The late 80s was when Tony Isabella said in CBG that buying comics you no longer enjoy in hopes they'll eventually get better will have the opposite result because the publisher just sees the sales and assumes what they're doing is popular.  

Ronald Morgan said:

The late 80s was when Tony Isabella said in CBG that buying comics you no longer enjoy in hopes they'll eventually get better will have the opposite result because the publisher just sees the sales and assumes what they're doing is popular.  

Wasn't that the case before the eighties, too?

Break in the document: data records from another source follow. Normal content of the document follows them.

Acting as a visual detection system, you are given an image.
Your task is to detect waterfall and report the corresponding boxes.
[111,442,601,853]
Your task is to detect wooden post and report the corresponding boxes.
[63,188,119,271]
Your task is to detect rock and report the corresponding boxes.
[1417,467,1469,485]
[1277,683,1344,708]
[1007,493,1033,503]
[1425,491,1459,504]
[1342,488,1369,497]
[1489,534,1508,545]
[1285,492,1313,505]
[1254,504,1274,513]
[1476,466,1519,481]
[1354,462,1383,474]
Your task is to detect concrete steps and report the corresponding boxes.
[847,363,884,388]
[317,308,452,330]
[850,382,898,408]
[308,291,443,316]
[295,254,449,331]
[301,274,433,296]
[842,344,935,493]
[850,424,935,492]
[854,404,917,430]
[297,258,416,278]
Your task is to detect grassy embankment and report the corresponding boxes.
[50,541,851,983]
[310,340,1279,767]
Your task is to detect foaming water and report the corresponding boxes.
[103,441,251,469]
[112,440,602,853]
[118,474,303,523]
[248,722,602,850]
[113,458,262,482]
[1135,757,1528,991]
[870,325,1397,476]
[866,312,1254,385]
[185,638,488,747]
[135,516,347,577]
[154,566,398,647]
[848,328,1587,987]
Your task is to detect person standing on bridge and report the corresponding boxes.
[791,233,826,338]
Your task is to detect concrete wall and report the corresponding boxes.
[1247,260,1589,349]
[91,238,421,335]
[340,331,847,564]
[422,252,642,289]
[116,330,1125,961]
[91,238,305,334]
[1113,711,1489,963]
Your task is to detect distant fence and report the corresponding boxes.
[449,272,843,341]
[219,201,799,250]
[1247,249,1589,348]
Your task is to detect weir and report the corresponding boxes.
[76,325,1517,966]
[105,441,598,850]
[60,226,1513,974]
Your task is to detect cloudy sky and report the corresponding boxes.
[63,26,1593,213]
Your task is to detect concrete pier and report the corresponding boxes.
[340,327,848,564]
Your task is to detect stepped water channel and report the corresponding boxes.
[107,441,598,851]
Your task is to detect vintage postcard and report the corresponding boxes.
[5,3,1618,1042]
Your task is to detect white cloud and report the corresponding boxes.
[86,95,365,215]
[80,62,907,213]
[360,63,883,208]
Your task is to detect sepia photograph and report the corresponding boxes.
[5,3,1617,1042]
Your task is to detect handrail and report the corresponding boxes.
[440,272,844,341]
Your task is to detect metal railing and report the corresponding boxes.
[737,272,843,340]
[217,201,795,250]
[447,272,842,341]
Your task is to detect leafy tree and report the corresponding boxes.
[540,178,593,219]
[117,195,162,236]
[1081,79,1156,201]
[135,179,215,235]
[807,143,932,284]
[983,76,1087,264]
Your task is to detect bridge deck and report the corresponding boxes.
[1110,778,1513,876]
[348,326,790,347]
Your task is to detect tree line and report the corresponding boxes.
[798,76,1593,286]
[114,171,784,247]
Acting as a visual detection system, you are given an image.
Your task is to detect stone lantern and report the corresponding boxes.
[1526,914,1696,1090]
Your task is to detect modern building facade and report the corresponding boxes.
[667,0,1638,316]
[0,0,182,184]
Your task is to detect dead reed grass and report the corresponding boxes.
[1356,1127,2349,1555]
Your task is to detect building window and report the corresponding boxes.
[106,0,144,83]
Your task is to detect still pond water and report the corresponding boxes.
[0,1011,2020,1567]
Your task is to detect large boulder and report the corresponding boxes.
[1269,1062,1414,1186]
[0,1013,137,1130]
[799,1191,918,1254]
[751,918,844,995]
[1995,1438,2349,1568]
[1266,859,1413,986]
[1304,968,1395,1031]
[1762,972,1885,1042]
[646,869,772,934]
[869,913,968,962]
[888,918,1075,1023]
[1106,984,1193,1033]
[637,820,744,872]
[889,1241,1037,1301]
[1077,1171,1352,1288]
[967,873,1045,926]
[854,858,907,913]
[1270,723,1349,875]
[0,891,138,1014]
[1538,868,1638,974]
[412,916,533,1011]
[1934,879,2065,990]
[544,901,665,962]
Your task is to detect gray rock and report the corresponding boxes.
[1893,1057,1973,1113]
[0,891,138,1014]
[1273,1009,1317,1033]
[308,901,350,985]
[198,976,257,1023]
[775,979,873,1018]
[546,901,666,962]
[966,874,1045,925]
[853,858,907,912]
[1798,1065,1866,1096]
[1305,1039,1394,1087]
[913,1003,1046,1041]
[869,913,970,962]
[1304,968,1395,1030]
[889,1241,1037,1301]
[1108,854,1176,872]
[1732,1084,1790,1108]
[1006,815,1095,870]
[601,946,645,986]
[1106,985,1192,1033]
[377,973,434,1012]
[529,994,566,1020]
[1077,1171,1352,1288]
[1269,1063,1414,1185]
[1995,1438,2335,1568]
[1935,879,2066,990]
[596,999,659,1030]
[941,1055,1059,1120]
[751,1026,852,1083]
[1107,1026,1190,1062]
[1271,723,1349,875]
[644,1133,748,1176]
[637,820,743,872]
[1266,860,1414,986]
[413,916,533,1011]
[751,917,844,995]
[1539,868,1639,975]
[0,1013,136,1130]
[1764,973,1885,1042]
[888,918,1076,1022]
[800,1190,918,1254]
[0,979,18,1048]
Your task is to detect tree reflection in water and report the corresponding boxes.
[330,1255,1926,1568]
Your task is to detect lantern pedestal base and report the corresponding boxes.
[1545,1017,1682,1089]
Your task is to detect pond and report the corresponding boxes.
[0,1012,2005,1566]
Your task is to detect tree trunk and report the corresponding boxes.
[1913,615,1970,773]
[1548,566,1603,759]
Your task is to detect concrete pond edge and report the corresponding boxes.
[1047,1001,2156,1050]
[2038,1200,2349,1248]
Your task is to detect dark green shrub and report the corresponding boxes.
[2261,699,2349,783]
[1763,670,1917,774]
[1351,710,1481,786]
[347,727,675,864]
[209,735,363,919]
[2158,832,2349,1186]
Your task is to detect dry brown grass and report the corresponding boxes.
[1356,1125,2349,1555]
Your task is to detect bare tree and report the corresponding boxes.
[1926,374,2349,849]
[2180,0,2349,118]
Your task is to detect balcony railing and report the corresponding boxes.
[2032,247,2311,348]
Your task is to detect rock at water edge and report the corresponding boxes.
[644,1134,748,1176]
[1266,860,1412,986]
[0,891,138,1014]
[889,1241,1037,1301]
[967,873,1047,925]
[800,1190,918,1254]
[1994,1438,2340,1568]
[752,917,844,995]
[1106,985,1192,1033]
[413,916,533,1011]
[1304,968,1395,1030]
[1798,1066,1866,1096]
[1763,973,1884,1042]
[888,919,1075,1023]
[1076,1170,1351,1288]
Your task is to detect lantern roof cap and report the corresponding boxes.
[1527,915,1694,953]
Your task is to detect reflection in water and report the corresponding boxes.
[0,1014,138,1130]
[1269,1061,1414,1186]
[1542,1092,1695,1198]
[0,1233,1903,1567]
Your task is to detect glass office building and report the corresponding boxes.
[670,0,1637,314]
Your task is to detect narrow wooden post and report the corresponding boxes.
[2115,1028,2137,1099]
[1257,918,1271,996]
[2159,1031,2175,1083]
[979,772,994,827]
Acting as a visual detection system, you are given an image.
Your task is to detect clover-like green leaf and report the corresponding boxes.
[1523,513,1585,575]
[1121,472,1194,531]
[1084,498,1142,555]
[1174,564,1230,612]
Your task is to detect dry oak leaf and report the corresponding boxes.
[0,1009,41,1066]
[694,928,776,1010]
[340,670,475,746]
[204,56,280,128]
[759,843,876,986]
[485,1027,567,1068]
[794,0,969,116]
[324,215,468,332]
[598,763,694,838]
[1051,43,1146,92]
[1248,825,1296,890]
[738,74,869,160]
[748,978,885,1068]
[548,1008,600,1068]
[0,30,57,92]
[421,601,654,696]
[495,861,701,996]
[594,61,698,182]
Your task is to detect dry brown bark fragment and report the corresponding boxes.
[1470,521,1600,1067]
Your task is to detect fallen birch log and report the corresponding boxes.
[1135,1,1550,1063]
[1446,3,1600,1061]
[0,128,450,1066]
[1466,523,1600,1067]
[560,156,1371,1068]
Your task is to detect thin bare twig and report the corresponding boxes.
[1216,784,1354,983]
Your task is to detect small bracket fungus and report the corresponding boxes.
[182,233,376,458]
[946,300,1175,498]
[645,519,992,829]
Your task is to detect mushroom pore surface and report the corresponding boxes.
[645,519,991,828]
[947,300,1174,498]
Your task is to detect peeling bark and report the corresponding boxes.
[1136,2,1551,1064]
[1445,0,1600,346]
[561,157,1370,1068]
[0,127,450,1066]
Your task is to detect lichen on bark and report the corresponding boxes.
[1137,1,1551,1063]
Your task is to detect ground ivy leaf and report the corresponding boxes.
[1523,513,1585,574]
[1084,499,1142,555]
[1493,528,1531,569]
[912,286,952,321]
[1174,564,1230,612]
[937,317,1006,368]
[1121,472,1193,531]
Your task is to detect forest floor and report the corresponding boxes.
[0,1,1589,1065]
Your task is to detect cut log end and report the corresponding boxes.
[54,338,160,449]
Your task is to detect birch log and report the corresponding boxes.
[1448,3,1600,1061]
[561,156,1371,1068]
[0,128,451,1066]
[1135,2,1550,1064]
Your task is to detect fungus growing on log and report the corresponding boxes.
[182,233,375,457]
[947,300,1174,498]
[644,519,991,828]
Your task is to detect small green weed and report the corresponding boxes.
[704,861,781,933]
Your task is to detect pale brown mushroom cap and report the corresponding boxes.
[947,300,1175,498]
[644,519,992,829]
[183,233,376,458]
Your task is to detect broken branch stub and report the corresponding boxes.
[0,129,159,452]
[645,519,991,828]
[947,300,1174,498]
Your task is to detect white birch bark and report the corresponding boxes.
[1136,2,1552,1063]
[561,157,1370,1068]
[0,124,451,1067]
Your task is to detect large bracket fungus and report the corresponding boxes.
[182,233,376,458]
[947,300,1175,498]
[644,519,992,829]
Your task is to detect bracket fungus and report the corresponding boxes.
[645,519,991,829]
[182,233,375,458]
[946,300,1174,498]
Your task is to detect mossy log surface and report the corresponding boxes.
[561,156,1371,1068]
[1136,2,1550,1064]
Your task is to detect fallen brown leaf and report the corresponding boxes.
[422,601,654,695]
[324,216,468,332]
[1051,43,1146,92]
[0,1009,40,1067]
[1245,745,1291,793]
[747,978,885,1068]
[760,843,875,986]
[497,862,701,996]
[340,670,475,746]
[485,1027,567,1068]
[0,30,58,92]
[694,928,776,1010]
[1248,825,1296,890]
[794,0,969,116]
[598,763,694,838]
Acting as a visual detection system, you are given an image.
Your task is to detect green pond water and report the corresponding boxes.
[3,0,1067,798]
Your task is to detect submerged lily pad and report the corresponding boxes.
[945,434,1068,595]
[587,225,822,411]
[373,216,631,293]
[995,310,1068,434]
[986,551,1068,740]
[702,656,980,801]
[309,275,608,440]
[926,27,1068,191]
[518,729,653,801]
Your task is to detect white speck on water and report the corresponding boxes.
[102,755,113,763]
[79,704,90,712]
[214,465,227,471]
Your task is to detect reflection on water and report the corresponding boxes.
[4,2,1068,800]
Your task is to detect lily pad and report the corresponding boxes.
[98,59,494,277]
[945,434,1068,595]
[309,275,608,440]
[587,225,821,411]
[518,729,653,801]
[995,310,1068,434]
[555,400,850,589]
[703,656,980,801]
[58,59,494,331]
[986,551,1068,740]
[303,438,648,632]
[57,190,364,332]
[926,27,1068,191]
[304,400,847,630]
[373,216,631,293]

In 1989, I had gotten pretty burnt out, and dropped all comics after Invasion. That lasted about a year, and the boom in Green Lantern spinoffs a year later brought me back. For a few years, pretty much all I was buying were GL, Flash, and Superman titles (my personal "trinity") and occasionally anything else that caught my eye. The 1999-2001 Hourman series was a favorite. Other than Archives, Showcase Presents, and Essentials, though, not much has interested me in the past ten years or so: mostly fun or offbeat stuff like Batman '66, Thom Zahler's Love and Capes, The Unwritten, and Dial H. Just last week I picked up a first issue that looks interesting: The Skeptics from Black Mask Comics. I may stick with it a while if I don't have to go out of my way to find it.

Yes, but it was about 1988-89 when Isabella discussed it. I think he said he'd been doing it and suddenly realized it was a mistake.  

I made it to just before The Crossing. That series and Heroes Reborn told me I'd jumped ship at the right time. Besides Essentials and Masterworks, I've also found myself mostly looking into the oddball stuff in recent years, like Afterlife with Archie.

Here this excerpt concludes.